Com efeito, o Tribunal a quo apontou que a preventiva se encontra ”fundamentada na probabilidade concreta de reiteração delitiva, evidenciada pelo fato de que, após se tornar público o fato ocorrido com a vítima (...), as demais saíram do anonimato e resolveram somar vozes”, e consignou, ainda, que “é um comportamento habitual que se perpetua ao longo dos anos, demonstrando a necessidade de cessação”.
Deveras, cabível se mostra o entendimento de que a custódia cautelar para a garantia da ordem pública justifica-se ante a gravidade concreta da conduta. A propósito, a prisão preventiva que tem como fundamento a possibilidade de reiteração delitiva, encontra amparo na jurisprudência desta Corte. Cumpre destacar que o fato de o paciente ostentar condições pessoais favoráveis não lhe garante o direito de liberdade. Nesse sentido, verbis:
Direito processual penal. Agravo regimental em habeas corpus.
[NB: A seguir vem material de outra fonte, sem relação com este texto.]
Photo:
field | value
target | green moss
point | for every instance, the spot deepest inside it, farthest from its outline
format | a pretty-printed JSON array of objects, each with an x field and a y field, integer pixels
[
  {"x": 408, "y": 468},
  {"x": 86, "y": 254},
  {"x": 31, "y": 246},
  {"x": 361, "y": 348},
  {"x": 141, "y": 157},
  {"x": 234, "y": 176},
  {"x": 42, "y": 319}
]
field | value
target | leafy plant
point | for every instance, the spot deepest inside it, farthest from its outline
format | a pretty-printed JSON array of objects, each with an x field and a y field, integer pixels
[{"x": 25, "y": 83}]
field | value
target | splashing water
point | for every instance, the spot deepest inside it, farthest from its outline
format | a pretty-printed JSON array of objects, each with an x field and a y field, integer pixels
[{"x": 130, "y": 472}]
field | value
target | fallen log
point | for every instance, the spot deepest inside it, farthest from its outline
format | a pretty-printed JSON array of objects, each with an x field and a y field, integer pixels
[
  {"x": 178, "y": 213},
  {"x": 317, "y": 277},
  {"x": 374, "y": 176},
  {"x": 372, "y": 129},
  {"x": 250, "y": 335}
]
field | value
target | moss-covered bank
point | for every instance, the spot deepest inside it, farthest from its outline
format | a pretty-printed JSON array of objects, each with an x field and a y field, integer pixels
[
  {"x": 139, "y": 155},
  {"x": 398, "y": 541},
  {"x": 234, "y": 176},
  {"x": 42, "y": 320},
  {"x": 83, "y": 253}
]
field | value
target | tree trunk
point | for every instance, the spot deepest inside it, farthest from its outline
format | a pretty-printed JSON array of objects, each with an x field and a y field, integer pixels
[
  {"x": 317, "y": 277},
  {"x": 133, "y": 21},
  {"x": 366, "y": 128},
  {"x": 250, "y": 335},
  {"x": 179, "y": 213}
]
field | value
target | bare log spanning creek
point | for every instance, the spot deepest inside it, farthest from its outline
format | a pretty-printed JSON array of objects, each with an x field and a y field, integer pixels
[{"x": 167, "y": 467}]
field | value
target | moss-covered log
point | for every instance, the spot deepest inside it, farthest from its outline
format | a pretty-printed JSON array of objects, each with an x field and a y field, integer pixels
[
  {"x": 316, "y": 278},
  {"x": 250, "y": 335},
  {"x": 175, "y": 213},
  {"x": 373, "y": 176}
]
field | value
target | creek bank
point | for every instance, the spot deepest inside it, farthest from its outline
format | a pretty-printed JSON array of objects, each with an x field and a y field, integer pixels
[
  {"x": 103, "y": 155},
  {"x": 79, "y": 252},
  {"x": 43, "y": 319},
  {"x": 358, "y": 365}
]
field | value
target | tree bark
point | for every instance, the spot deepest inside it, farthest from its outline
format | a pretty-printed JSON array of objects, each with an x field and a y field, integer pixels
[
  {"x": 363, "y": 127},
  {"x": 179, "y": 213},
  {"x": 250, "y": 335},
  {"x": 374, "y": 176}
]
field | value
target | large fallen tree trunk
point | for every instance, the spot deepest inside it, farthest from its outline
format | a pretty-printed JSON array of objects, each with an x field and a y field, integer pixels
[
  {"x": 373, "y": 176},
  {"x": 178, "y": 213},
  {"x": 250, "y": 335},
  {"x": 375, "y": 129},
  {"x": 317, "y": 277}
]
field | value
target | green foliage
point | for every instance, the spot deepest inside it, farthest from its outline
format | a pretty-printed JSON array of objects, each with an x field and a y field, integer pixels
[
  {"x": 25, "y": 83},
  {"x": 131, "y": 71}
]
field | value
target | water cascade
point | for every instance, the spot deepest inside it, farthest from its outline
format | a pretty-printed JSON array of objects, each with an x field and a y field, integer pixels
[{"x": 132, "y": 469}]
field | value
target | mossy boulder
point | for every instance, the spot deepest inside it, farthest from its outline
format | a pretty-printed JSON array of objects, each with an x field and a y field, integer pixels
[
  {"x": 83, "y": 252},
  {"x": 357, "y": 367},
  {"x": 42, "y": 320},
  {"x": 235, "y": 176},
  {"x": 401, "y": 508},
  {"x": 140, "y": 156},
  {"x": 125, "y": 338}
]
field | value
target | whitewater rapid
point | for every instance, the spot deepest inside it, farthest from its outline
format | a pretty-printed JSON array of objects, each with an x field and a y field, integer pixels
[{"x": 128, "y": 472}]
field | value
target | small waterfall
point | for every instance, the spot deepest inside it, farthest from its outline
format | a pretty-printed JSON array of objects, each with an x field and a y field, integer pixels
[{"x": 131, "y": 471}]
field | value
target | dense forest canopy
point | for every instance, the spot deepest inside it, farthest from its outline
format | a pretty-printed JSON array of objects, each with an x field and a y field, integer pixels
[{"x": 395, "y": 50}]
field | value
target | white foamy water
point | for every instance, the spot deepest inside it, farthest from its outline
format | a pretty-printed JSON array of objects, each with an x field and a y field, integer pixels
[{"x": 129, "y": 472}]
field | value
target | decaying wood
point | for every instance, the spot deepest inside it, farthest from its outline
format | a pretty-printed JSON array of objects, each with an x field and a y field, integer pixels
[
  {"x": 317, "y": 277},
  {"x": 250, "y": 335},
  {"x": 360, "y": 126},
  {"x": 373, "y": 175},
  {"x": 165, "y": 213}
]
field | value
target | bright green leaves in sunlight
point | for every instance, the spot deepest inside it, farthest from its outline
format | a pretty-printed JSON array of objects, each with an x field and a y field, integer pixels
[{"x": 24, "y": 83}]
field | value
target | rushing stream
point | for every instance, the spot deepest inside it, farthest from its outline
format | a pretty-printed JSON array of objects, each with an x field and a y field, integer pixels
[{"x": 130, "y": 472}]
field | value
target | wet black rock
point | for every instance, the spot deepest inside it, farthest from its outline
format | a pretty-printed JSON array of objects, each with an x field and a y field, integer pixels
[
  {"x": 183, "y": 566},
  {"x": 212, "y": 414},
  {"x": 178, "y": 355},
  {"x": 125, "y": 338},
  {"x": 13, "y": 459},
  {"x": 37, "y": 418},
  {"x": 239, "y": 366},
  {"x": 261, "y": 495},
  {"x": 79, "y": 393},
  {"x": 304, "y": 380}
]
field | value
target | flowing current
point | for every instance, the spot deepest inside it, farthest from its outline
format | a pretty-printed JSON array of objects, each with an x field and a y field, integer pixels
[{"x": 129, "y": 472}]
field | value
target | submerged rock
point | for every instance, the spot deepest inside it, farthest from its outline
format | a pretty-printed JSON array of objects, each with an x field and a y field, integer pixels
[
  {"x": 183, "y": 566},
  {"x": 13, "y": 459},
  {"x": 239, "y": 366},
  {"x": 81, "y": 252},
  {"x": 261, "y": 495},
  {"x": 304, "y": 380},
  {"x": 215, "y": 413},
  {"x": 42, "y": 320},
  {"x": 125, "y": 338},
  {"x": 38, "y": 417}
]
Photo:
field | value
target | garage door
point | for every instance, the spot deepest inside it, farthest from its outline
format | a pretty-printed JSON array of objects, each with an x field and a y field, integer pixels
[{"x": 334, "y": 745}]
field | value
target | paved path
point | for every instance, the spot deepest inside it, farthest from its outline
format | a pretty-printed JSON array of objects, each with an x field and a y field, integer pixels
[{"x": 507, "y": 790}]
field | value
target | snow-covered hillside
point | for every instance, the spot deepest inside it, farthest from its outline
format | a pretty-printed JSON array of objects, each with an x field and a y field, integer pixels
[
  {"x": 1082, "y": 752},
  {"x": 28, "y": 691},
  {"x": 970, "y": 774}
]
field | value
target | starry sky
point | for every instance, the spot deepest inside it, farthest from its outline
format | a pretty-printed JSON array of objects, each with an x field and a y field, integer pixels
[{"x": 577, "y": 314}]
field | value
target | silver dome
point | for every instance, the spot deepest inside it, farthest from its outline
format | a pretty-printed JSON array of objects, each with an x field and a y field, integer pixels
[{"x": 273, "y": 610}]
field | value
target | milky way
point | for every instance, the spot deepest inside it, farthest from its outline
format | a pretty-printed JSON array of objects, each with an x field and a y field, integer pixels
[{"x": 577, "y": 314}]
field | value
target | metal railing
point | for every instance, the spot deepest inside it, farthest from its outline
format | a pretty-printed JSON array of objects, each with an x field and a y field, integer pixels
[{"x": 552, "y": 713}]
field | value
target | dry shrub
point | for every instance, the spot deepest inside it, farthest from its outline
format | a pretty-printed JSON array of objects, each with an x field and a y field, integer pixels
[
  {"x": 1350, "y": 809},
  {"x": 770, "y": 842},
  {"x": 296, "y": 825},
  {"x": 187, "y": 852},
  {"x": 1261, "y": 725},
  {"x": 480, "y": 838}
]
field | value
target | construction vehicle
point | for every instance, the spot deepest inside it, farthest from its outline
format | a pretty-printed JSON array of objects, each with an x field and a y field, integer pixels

Crimes sexuais. Inadequação da via eleita. Excesso de prazo. Inexistência. Prisão preventiva. Fundada probabilidade de reiteração criminosa. Jurisprudência do Supremo Tribunal Federal. 1. Do ponto de vista processual, o caso é de habeas corpus substitutivo de agravo regimental (cabível na origem). Nessas condições, tendo em vista a jurisprudência da Primeira Turma do Supremo Tribunal Federal (STF), o processo deve ser extinto sem resolução de mérito, por inadequação da via eleita (HC 115.659, Rel. Min. Luiz Fux). Inexistindo pronunciamento colegiado do Superior Tribunal de Justiça, não compete ao STF examinar a questão de direito implicada na impetração. 2. O entendimento do STF é de que a aferição de eventual demora injustificada na tramitação da ação penal depende das condições objetivas da causa (complexidade da causa, número de acusados e a necessidade de expedição de cartas precatórias, por exemplo). 3. Acerca da alegação de excesso de prazo na instrução processual, não há comprovação de desídia ou de injustificada demora por parte do Poder judiciário, especialmente ao considerar o entendimento do Juízo de primeiro grau de que “a tipicidade do delito ensejara prisão temporária, posteriormente convertida em preventiva, do investigado a fim de se permitir rápida conclusão das investigações e preservar a integridade física e psicológica da vítima e testemunhas, bem como a instrução criminal. Por outro lado, anote-se que a instrução criminal deste tipo penal enseja a tomadia de depoimento especial das vítimas e eventuais testemunhas menores de 18 anos, o que requer rito de preparação especial anterior a designação da audiência de instrução e julgamento que ora encontra-se designada para o dia 20/04/2022”. 4. Hipótese de paciente reincidente denunciado pela suposta prática de estupro de vulnerável e aliciamento de menores. A orientação do STF é no sentido de que a fundada probabilidade de reiteração criminosa constitui fundamentação idônea para a decretação da custódia preventiva (HC 137.234, Rel. Min. Teori Zavascki; HC 136.298, Rel. Min. Ricardo Lewandowski; HC 136.935-AgR, Rel. Min. Dias Toffoli). 5. Agravo regimental a que se nega provimento. (HC 212.914-AgR, Primeira Turma, Rel. Min. Roberto Barroso, DJe de 16/5/2022)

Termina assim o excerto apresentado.